It is baffling that retail prices of goods and services have not fallen even four months after the roll out of the goods and services tax. GST is meant to lower retail prices as it eliminates the cascade of taxes in the pre-GST tax regime, in which the tax levied at each stage of a good’s transit from the manufacturer to the consumer via the transporter, distributor, wholesaler and retailer was on a price that included the layers of tax levied on preceding stages. In GST, tax falls only on the value added at each stage, and there is no tax on tax. This should have resulted in lower prices as compared to pre-GST. This has not materialised. It is time the Competition Commission of India stepped in to find out why, via a suo motu investigation.

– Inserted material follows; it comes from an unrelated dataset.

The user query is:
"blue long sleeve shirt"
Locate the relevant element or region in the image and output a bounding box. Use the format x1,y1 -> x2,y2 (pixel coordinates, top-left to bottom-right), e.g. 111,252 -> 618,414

The impact of GST removing the cascading of taxes was clearly evident in cigarette prices. The prices of cigarettes fell under the GST regime, with a reduction in the total incidence of tax compared to the total tax in the pre-GST regime. This, in turn, resulted in windfall gains for cigarette companies. Rightly, the GST Council raised the cess on cigarettes, a demerit good, to restore prices, reaping Rs 5,000 crore in additional revenue. Similar bounty from avoided tax cascade should arise in other goods, too, and accrue to consumers. To find out why this has not happened, there is no need for the government to set up yet another body under the GST law’s anti-profiteering provision. Let the CCI, which has the institutional structure to tackle market abuse if there is collusion, investigate.
The tax burden can be reduced if the tax base for GST is widened. The need is to include large chunks of the economy such as energy and real estate in the tax base, and move to a single moderate GST of 14%.